Security

Security allows you to further define who has access to what in ICE. CSI recommends to set up security before configuring the Sitemap. There are four general steps in configuring security in ICE

  1. Create a new Security Group
  2. Create a new Security Permission (or Security Role)
  3. Associate a Security Permission to a Security Group
  4. Apply a Security Permission to a sitemap node

Tip: As a best practice, modify the existing security groups and permissions when possible to reduce the overall number of groups and permissions that must be managed. During initial installations, ensure that the Admin security group is set up. Do NOT delete the ICEAdmin security group.

Security Groups

A Security Group is a defined group of users established by a custom SQL statement. The query returns the list of iMIS ID values of the members in the Security Group.

Example using Committee position code:

Creating a new Security Group

Do the following to create a new security group:

  1. Select Add new record on top of the main grid.

  2. Enter the following information:

  3. Enter a unique Code for the Security Group. The Code cannot contain any spaces.
  4. Enter a Title.
  5. Enable One per Chapter if the SQL query returns a company/chapter ID value along with the user/member ID.
  6. Add the SQL Query to the Contact Statement field which should return two rows:
    • ID (the user/member ID)
    • Prefix (the company/chapter ID associated with the user/member ID)
  7. Click Validation to confirm the query is correct.

    8. Example: SELECT ID, CO_ID AS Prefix FROM Name WHERE MEMBER_TYPE='MEM'SELECT ID, "" AS Prefix FROM Name WHERE MEMBER_TYPE='NON'

  8. To edit or delete the group, use the available icons.

Security Permissions

A Security Permission (or Security Role) is a permission you can apply to any sitemap node to restrict access to the specified URL. Only users having the security permission will be allowed to navigate to the URL of the sitemap node. Security permissions define what actions the groups can do in ICE. Permissions normally include Manage, View, or Submit. You can create specific permissions to an action if needed.

Special Permissions

In order for a user to have access to ICE, they must have the Security permission that is applied to the "home page" of ICE, also known as the Dashboard or Task Center. Normally the permission is ViewDashboard.

If a user needs access to any uploaded documents from workflow transactions or forms, they must have the ViewAttachments permission.

Creating a new Security Permission/Role

Do the following to create a new security permission/role:

  1. Select Add new record.

  2. Enter the following information:
    • Code - A unique code name for the security permission/role.
    • Title - Describes the security permission.
    • One per Chapter - Enable if the users from the group associated with this Security Permission will have access to only specific chapters.

  3. To edit or delete the security permission/role, use the available icons.

Group's Permissions

A Group Permission is the relationship that exists between a Security Permission and a Security Group. Each Security Group can have as many Security Permissions as desired.

Associating a Security Group with a Security Permission/Role

Do the following to associate a security group with a security permission/role:

  1. Click Add new group permission.

  2. Select the group you would like to add a permission for or edit permissions.

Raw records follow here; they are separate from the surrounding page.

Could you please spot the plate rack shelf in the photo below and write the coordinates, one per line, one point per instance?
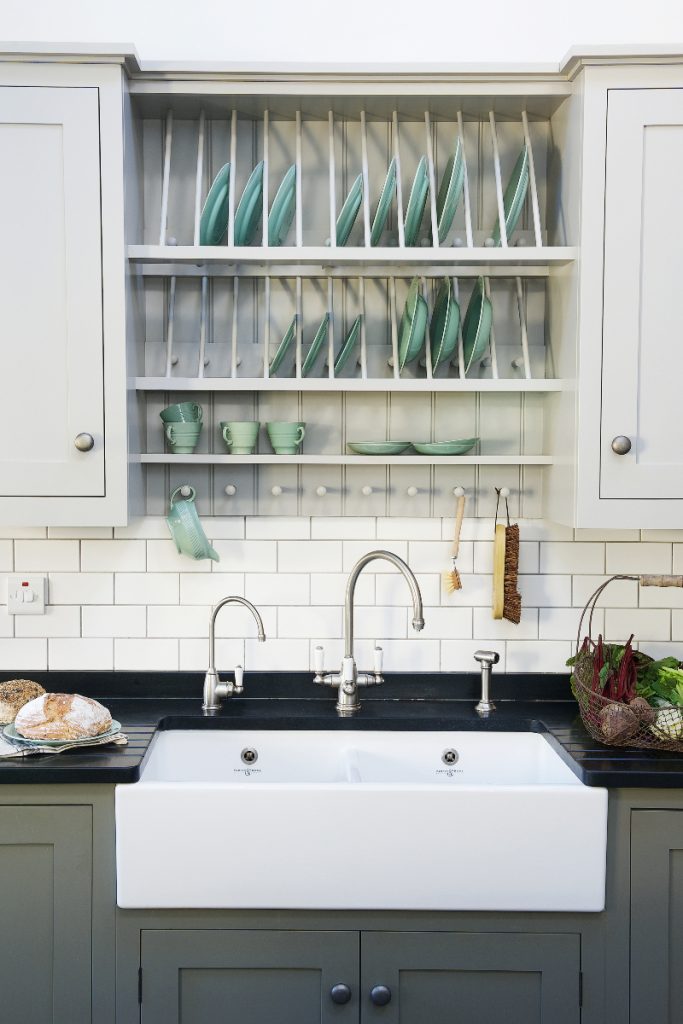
(211, 317)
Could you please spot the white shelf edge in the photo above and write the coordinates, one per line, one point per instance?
(357, 256)
(453, 385)
(205, 459)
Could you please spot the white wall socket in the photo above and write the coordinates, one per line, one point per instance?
(27, 595)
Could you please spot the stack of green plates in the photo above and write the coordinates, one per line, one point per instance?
(444, 324)
(250, 207)
(384, 204)
(476, 326)
(449, 194)
(514, 197)
(282, 211)
(349, 211)
(413, 326)
(213, 222)
(416, 203)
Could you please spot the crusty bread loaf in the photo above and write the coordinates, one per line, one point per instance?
(62, 716)
(13, 694)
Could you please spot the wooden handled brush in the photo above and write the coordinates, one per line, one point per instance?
(452, 581)
(507, 599)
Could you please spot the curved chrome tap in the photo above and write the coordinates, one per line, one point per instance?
(349, 679)
(214, 690)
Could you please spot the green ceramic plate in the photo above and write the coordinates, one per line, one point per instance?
(311, 355)
(213, 222)
(378, 448)
(416, 203)
(444, 324)
(249, 210)
(349, 211)
(384, 204)
(11, 733)
(348, 346)
(446, 448)
(476, 326)
(450, 192)
(413, 326)
(282, 211)
(513, 199)
(290, 335)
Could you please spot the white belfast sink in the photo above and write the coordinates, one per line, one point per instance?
(354, 819)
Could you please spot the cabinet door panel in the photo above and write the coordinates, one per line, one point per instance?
(50, 292)
(45, 895)
(471, 978)
(643, 322)
(656, 916)
(199, 977)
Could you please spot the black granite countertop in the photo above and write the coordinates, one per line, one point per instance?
(145, 702)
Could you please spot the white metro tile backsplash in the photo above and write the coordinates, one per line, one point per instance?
(126, 599)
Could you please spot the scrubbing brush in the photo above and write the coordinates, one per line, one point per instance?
(507, 599)
(452, 581)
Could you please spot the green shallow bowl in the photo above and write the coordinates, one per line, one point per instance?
(461, 446)
(250, 208)
(213, 222)
(12, 734)
(378, 448)
(349, 211)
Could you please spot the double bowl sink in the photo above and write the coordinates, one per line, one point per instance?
(359, 819)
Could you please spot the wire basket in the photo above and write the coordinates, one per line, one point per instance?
(611, 711)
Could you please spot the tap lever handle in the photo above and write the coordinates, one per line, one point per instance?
(239, 679)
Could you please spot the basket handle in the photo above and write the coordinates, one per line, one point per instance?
(660, 581)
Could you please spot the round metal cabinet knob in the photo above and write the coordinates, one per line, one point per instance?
(84, 442)
(340, 994)
(380, 995)
(621, 444)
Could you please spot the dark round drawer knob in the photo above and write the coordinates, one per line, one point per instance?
(340, 994)
(380, 995)
(622, 444)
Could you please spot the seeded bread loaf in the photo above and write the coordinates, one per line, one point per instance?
(13, 694)
(62, 716)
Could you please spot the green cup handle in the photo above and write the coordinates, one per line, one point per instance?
(178, 491)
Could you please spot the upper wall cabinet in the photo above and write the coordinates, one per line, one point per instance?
(62, 453)
(629, 466)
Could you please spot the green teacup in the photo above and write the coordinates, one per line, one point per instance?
(286, 437)
(240, 435)
(182, 436)
(182, 412)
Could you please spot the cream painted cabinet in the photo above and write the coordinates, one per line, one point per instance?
(642, 334)
(59, 338)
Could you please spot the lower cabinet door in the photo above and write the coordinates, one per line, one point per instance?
(46, 901)
(656, 916)
(249, 977)
(477, 978)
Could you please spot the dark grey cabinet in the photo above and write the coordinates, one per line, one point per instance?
(656, 916)
(203, 976)
(292, 977)
(45, 896)
(471, 978)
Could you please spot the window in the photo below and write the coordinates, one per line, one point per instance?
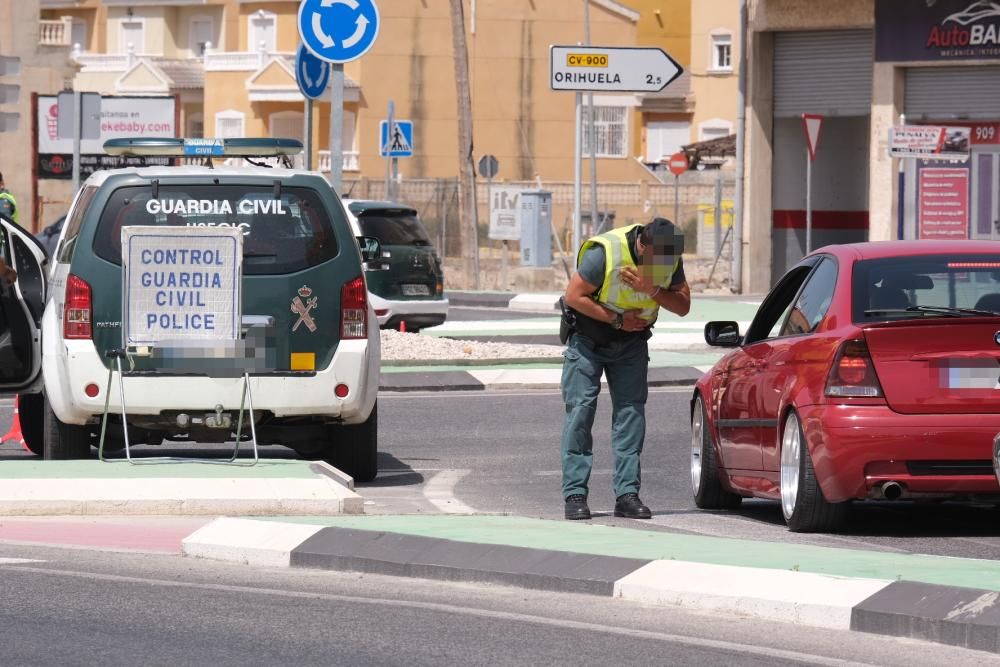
(722, 52)
(664, 138)
(78, 34)
(611, 129)
(263, 31)
(284, 235)
(814, 300)
(228, 124)
(196, 125)
(133, 33)
(714, 129)
(202, 34)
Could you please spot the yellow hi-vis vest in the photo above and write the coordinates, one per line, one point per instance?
(13, 202)
(614, 292)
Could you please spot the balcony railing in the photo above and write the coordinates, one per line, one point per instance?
(239, 61)
(351, 161)
(55, 33)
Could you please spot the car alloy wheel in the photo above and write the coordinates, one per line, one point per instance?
(791, 465)
(697, 433)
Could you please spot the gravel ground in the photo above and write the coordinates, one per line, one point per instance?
(398, 346)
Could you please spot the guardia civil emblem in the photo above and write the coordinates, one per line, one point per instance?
(302, 305)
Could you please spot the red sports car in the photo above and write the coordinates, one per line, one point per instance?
(871, 370)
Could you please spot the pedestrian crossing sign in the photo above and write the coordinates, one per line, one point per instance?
(399, 142)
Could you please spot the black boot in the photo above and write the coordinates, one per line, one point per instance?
(629, 506)
(576, 507)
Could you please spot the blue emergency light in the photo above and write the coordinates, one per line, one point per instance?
(221, 148)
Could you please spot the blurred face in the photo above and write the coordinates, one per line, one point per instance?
(657, 259)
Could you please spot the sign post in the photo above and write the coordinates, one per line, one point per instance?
(337, 31)
(312, 75)
(677, 164)
(812, 124)
(605, 69)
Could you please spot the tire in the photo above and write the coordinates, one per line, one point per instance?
(706, 478)
(64, 441)
(31, 413)
(354, 449)
(802, 502)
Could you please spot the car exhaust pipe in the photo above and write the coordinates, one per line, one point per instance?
(892, 490)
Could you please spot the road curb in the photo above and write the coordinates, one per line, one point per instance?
(514, 379)
(961, 617)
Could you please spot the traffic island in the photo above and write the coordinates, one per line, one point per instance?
(90, 487)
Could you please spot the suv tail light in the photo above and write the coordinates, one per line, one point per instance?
(853, 373)
(354, 310)
(78, 309)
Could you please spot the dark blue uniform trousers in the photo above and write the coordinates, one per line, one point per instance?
(625, 363)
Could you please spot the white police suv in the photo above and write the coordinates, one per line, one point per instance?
(301, 273)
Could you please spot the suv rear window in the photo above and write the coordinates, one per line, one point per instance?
(884, 288)
(393, 227)
(281, 235)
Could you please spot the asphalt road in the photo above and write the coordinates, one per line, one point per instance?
(500, 453)
(73, 607)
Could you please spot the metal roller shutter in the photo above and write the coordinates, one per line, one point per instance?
(943, 93)
(827, 72)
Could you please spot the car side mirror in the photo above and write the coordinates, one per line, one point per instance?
(371, 248)
(723, 334)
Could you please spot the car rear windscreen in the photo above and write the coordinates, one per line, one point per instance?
(884, 289)
(280, 235)
(393, 227)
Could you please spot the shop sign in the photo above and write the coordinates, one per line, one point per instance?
(906, 30)
(930, 142)
(943, 203)
(120, 117)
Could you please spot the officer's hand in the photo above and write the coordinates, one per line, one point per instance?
(636, 279)
(632, 322)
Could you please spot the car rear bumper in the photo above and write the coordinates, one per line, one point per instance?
(70, 369)
(855, 449)
(416, 313)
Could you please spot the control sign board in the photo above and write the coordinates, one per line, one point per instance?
(181, 284)
(611, 69)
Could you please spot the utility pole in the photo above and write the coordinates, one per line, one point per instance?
(591, 130)
(469, 223)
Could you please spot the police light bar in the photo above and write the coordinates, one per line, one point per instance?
(222, 148)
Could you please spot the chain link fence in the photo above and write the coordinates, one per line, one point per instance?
(693, 198)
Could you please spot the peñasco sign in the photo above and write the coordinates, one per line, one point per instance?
(906, 30)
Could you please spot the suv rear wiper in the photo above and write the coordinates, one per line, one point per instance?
(971, 312)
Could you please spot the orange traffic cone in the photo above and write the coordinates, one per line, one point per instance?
(14, 434)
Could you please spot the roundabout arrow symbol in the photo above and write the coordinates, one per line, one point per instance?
(323, 38)
(359, 32)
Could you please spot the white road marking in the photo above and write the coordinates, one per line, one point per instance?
(459, 610)
(440, 492)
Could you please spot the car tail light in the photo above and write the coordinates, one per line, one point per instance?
(78, 309)
(354, 310)
(853, 373)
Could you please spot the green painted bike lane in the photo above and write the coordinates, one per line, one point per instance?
(654, 545)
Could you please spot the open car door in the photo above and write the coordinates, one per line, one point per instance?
(21, 306)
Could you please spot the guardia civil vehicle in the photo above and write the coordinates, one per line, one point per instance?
(301, 272)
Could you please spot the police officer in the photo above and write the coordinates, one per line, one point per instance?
(623, 278)
(8, 205)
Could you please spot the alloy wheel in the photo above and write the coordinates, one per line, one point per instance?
(790, 465)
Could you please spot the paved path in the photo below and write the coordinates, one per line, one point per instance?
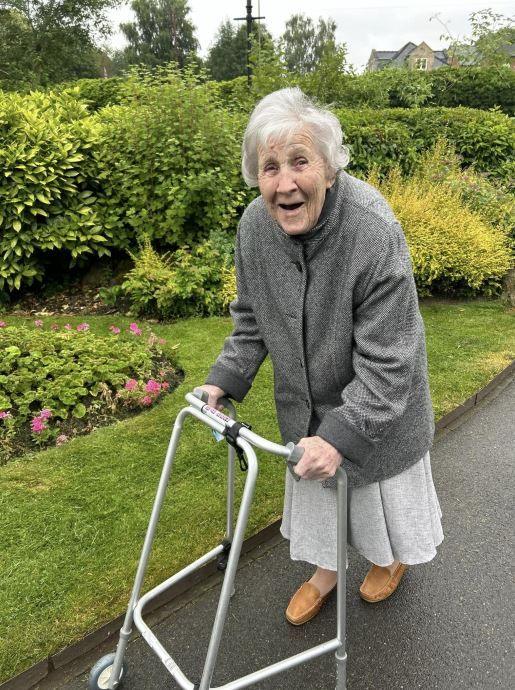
(449, 625)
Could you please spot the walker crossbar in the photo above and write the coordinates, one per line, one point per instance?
(109, 671)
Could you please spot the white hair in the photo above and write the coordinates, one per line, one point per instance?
(282, 113)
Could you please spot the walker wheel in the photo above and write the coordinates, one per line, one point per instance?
(100, 674)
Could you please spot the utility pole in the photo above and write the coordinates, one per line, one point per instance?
(249, 19)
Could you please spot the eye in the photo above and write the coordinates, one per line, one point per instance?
(269, 168)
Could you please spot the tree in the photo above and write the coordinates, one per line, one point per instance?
(161, 33)
(488, 45)
(227, 57)
(47, 41)
(304, 44)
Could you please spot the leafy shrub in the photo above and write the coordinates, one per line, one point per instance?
(189, 282)
(474, 87)
(470, 87)
(485, 139)
(170, 162)
(49, 379)
(453, 249)
(46, 184)
(97, 93)
(486, 197)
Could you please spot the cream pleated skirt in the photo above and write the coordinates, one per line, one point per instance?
(394, 519)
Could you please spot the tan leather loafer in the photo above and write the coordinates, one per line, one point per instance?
(305, 604)
(380, 583)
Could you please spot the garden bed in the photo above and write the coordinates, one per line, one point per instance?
(58, 381)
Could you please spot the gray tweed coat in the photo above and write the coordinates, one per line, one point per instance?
(337, 311)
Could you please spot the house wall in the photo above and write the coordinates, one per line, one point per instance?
(421, 51)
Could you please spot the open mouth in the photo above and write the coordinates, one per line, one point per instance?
(291, 207)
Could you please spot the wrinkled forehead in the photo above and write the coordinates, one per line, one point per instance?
(283, 142)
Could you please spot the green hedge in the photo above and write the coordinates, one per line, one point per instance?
(399, 135)
(165, 165)
(47, 184)
(474, 87)
(97, 93)
(471, 87)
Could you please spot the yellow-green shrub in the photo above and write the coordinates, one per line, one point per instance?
(452, 248)
(187, 282)
(485, 196)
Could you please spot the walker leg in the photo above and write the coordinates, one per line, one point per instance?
(230, 574)
(126, 630)
(341, 558)
(341, 671)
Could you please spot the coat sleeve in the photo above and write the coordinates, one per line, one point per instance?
(388, 331)
(244, 350)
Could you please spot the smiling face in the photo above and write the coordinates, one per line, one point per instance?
(293, 179)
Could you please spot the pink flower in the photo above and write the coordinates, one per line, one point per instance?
(38, 425)
(153, 387)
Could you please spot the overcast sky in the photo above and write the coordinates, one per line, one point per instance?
(379, 24)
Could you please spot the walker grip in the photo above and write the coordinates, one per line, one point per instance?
(296, 452)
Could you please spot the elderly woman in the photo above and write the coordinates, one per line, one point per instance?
(325, 287)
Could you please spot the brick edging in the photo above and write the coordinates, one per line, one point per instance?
(474, 399)
(41, 670)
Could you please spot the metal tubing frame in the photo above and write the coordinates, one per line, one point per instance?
(135, 608)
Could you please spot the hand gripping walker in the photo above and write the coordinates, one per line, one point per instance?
(108, 673)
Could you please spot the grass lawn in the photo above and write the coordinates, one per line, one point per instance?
(73, 518)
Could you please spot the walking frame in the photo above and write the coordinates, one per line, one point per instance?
(109, 672)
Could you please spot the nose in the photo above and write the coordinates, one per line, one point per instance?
(286, 183)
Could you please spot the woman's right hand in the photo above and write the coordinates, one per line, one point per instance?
(215, 393)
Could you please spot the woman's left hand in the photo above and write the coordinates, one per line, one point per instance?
(320, 459)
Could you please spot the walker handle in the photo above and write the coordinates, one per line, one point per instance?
(296, 452)
(203, 395)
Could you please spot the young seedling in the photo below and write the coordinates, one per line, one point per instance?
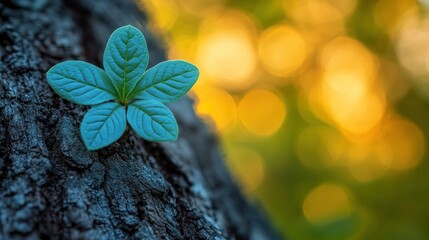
(124, 91)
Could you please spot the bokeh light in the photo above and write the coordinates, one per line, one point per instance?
(282, 50)
(325, 204)
(322, 107)
(261, 112)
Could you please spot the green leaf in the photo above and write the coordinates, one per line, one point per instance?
(125, 58)
(81, 83)
(167, 81)
(152, 121)
(103, 125)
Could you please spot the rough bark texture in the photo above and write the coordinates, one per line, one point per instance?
(52, 188)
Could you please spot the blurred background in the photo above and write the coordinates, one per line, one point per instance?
(322, 107)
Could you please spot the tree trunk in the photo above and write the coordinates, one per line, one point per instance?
(53, 188)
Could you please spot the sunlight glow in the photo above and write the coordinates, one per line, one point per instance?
(326, 204)
(261, 112)
(282, 50)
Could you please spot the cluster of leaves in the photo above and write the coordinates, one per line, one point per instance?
(124, 91)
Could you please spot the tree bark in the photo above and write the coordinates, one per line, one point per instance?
(53, 188)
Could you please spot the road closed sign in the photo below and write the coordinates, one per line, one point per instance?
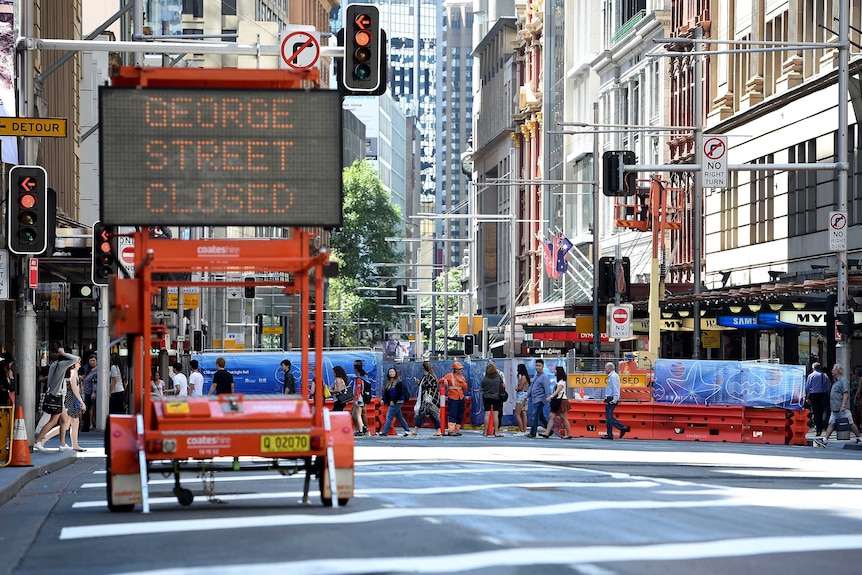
(714, 172)
(619, 321)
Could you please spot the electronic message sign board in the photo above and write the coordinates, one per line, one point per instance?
(193, 157)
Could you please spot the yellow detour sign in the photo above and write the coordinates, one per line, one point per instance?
(44, 127)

Use Ctrl or Shift to select multiple permissions at once.
  3. Select the right arrow to add the permissions for the group.

  4. Select the left arrow to remove a permission from a group.

Applying Security Permissions

Do the following to configure the Security Permission for each sitemap node so users can access each page:

  1. Go to Sitemaps > Actions > Edit.
  2. Click on the Sitemap Node on the left side that you want to set permissions for.
  3. On the Properties tab on the right side, check the applicable security permission for the sitemap node to restrict access to only users with the permission. If multiple permissions are selected, the user will only be required to have one permission to access the menu item. Select the security visibility option as desired:
    • Disabled: If the user does not have the selected permission, the sitemap node will be inactive.
    • Hidden: If the user does not have the selected permission, the sitemap node will not appear.
    • No Access: If the user does not have the selected permission, the sitemap node will forward the user to the "No Access" page.
  4. Click Save Properties to validate the changes.

User's permissions

To identify an ICE user's access level, do the following:

  1. Go to Security > Tasks > View User Access.
  2. Enter the username or iMIS ID of the user. The results displayed are:
    • Security Groups the user belongs to
    • Group Permissions associated with each Security Group the user belongs to
    • An itemized list of Security Items that corresponds to the association between a Security Group and a Security Permission/Role

Tasks

When changes are made to security groups, permissions or to the sitemap permissions, the Update Security and Reset Person Security tasks should be executed. The following scripts are involved:

  • csi_sp_ICE_UpdateSecurity
  • csi_sp_ICE_UpdatePersonSecurity

Tasks > Login As

To log into ICE as another user to confirm access, do the following:

  1. Go to Security > Tasks > Login As.
  2. Enter username or iMIS ID. You will remain logged in as this user for as long as you maintain the session in your web browser.